The 627 documents in this volume cover the period between 1 December 1821 and 15 September 1822. During this time Jefferson turned seventy-nine years old, and though he wrote to John Adams that he “dreaded a doting old age,” he remained relatively healthy and attuned to current events. A wide variety of individuals and organizations continued to seek Jefferson’s advice and support. He received an anonymous letter and broadside from a Virginian advocating universal white male suffrage. When a new society “for the civilisation of the Indians” named him and the other former presidents its patrons, Jefferson declined the appointment, believing that permitting a private group to assume a federal responsibility would set a dangerous precedent. Several authors solicited his recommendations of their newly published works. Others asked for his insights on inventions of or improvements to stoves, lighthouses, telescopes, and navigable balloons. William Lambert sent two abstruse sets of astronomical calculations. Jefferson often excused himself from detailed responses, citing his advanced age and stiffened wrist. Indeed, he found the volume of unsolicited correspondence so burdensome that he allowed one of his complaints to Adams to be leaked to the press in hopes that strangers would stop deluging him with letters seeking replies.
Jefferson endured several disappointments. A joint effort by the University of Virginia and other institutions of higher learning to persuade Congress to remove a tariff on imported books failed, as did attempts to obtain enough funding from the state legislature to enable the University of Virginia to begin operations. News that a young family connection had led student protests at South Carolina College also caused concern. Nevertheless, Jefferson continued to encourage the educational aspirations of his correspondents, sending a suggested book list to students at Washington College in Lexington, Virginia, and to an older resident of Lynchburg, and recommending a course of law reading to his grandson Francis Eppes and future grandson-in-law Nicholas P. Trist.
Jefferson also remained plagued by financial debt. Though agricultural prices were slowly rising from the economic downturn of 1819–20 and production on his Poplar Forest plantation was improving, he struggled to meet the numerous demands he faced. Particularly worrisome was his involvement in the insolvency of the late Wilson Cary Nicholas, and Jefferson sought the legal assistance of both Virginia’s Spencer Roane and Kentucky’s Henry Clay in a suit that he hoped would clear this crushing obligation. The imminent departure for Kentucky of his longtime Monticello overseer, Edmund Bacon, added to Jefferson’s burdens, although his grandson Thomas Jefferson Randolph proved willing and able to assist him.

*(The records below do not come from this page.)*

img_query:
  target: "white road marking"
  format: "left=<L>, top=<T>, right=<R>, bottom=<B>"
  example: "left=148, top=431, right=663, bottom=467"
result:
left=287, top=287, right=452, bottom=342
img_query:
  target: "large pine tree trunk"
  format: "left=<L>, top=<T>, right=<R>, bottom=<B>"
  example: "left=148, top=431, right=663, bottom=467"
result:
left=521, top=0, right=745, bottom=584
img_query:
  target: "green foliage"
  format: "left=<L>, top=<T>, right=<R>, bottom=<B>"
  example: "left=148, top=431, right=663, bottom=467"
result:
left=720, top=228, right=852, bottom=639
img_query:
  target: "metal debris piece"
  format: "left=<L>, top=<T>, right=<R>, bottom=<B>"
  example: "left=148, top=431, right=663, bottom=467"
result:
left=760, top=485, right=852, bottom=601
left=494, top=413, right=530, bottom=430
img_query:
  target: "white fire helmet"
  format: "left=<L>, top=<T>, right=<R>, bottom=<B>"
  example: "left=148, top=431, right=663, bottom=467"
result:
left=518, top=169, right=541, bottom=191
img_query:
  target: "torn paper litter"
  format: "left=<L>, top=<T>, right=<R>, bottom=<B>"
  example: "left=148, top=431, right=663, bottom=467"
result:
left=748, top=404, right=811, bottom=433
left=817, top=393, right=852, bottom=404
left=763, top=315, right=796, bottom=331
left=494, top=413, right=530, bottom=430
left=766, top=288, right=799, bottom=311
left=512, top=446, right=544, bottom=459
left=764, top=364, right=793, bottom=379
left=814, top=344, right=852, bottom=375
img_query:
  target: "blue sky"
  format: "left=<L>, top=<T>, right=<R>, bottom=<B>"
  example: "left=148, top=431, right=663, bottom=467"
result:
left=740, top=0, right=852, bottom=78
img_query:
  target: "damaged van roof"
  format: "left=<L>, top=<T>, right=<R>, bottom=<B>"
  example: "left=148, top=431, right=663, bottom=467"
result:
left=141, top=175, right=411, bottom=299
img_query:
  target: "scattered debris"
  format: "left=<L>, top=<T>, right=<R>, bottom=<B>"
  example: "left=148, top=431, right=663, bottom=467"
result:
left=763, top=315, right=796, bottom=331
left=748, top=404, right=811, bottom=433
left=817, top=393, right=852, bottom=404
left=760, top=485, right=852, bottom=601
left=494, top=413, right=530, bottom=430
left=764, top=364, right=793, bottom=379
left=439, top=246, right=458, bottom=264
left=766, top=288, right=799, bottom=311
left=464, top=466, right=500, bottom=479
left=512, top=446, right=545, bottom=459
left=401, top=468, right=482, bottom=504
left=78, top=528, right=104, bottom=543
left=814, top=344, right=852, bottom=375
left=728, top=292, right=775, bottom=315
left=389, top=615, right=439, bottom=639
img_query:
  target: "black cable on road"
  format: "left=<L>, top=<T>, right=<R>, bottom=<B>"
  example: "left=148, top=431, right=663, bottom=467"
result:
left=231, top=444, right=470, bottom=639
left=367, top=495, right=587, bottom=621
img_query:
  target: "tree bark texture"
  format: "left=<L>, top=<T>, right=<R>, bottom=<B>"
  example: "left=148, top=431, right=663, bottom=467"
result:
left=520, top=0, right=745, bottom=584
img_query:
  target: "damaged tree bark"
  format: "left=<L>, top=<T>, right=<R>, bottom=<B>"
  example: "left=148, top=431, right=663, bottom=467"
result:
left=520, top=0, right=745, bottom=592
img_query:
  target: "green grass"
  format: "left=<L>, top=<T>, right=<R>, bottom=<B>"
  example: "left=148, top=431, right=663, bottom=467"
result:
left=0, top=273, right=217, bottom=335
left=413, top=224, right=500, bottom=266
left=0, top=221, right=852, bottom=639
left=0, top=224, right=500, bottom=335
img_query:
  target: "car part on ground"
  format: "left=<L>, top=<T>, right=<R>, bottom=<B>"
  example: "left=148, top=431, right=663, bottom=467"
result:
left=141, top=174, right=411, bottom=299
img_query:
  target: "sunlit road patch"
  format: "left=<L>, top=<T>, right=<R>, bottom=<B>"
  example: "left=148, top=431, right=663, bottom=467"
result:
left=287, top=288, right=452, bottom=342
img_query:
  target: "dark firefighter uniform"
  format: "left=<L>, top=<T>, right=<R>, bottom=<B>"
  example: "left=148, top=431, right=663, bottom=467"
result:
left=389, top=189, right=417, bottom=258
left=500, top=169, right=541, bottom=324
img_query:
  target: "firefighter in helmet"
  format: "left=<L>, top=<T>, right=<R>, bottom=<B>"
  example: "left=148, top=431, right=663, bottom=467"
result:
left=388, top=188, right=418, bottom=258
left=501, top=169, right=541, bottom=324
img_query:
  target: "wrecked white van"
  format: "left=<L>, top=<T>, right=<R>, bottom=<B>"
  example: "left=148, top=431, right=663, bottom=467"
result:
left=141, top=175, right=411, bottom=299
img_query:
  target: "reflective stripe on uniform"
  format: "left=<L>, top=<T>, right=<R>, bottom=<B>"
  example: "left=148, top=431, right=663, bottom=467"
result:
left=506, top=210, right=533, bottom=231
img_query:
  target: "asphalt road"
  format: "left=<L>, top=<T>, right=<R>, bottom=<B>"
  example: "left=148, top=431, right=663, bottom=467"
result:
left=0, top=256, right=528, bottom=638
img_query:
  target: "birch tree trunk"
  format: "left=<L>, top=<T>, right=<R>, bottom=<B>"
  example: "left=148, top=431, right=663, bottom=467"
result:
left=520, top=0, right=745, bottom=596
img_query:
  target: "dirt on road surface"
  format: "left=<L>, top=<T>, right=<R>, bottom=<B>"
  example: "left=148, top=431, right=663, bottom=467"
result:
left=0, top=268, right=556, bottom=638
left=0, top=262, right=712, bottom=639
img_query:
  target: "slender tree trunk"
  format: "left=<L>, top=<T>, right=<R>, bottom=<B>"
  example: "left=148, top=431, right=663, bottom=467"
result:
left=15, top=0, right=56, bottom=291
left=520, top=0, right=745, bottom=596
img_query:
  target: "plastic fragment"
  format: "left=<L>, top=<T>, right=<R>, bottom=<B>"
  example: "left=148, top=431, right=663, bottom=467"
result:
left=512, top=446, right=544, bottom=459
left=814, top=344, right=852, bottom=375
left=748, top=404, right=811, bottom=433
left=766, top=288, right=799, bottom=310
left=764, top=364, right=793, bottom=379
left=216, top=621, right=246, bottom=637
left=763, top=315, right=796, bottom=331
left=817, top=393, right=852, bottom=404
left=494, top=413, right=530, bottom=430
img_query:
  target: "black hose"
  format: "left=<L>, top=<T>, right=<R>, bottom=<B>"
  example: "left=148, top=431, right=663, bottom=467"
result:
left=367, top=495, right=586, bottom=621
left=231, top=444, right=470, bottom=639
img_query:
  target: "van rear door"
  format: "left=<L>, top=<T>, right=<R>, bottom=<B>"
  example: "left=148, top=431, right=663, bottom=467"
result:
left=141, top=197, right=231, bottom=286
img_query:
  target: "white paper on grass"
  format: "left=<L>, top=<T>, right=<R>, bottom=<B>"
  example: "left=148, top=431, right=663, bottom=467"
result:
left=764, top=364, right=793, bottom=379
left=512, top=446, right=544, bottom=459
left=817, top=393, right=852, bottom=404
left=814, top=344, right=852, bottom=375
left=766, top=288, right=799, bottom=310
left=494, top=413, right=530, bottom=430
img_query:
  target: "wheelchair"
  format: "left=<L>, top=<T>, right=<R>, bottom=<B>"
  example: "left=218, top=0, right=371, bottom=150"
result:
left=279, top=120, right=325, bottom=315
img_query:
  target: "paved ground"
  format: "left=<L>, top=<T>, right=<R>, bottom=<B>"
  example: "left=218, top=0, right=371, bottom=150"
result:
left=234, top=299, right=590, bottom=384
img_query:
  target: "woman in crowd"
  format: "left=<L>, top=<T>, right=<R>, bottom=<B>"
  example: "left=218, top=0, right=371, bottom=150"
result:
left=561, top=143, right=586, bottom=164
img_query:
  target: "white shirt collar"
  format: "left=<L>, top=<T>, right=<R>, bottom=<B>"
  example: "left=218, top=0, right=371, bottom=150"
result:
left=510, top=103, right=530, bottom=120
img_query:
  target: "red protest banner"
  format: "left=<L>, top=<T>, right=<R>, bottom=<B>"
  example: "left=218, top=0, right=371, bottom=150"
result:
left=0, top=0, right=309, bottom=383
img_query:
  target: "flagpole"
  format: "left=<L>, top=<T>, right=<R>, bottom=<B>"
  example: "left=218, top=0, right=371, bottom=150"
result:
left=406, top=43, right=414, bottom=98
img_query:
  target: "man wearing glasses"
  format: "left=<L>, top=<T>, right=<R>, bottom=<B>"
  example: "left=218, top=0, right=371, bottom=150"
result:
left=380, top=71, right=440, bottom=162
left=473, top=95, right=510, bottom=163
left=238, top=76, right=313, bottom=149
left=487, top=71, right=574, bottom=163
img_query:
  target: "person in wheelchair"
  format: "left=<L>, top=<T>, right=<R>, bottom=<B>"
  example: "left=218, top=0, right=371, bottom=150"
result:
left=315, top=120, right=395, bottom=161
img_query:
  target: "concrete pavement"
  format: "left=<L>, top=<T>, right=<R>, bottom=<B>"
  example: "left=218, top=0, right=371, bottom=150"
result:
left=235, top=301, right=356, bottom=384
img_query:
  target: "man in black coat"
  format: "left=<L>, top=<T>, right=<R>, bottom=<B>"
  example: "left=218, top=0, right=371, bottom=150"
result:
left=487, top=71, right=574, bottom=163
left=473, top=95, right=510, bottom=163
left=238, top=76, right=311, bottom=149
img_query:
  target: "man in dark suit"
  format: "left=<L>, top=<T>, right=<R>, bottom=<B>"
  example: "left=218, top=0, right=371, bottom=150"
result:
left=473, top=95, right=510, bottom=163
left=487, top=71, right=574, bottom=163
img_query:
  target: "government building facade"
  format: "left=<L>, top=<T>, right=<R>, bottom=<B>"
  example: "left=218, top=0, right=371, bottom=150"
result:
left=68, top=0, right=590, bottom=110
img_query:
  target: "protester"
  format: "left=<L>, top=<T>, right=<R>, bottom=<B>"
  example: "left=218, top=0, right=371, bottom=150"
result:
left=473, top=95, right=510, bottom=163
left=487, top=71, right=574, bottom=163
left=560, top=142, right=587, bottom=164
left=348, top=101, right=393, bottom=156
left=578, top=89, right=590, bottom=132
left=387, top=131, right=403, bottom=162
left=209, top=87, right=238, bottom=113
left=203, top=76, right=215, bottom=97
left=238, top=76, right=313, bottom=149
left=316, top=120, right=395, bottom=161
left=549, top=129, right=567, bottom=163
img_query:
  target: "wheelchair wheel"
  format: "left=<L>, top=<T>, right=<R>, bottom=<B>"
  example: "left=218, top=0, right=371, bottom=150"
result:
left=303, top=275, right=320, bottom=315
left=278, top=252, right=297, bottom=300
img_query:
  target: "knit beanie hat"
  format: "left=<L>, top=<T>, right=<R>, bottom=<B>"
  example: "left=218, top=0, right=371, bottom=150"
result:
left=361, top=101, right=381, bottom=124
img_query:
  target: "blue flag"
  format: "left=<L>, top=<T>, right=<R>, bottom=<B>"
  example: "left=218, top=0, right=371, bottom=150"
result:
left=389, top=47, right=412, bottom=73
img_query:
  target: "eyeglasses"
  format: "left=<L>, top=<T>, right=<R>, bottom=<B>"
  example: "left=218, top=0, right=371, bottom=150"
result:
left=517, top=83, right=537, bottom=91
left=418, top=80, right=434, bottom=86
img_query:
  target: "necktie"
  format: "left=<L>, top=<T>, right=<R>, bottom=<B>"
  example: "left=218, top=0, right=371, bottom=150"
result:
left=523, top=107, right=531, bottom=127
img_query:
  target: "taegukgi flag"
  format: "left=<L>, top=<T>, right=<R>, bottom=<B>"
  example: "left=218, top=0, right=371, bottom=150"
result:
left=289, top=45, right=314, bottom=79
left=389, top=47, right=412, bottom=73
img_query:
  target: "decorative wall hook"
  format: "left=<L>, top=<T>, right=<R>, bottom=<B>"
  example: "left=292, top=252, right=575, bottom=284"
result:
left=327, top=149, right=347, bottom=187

In the realm of government and politics, Jefferson found himself uncomfortably in the public eye. In anticipation of the election of 1824, newspapers reported in January 1822 that he had written in support of the presidential candidacy of the South Carolinian William Lowndes, and Jefferson felt compelled to insert an anonymous note in the Richmond Enquirer refuting the claim. A few months later Jefferson again turned to the Enquirer, this time with two letters under his own name, after the pseudonymous writer, “A Native of Virginia,” accused him in a Federalist newspaper in Baltimore of having knowingly accepted a double payment from the United States Treasury related to his service as minister to France. In the wake of newspapers reprinting his letter of 28 September 1820 to William Charles Jarvis, Jefferson received several unsolicited requests for his opinion on constitutional matters and judicial review, to which he did not reply. While avoiding discussing American politics, he still corresponded with close friends on political developments in Europe.
Jefferson looked forward to the visits of friends and described meetings with his fellow University of Virginia board members as opportunities “for feasting the mind.” Though he fled Monticello to avoid an onslaught of participants at an Episcopal convention in Charlottesville, he highly esteemed Frederick W. Hatch, the local minister of that denomination, to whom he offered monetary gifts and invitations to dine. Jefferson’s efforts to keep his own religious views private were undercut when his friend Benjamin Waterhouse published extracts from one of his letters on the subject in a Boston newspaper. One skeptic about biblical authenticity presumed that Jefferson was a kindred spirit and sent him an essay on theism at the end of 1821. Jefferson himself observed approvingly the growth of Unitarianism in the nation, writing confidently to Waterhouse that “I trust that there is not a young man now living in the US. who will not die an Unitarian.”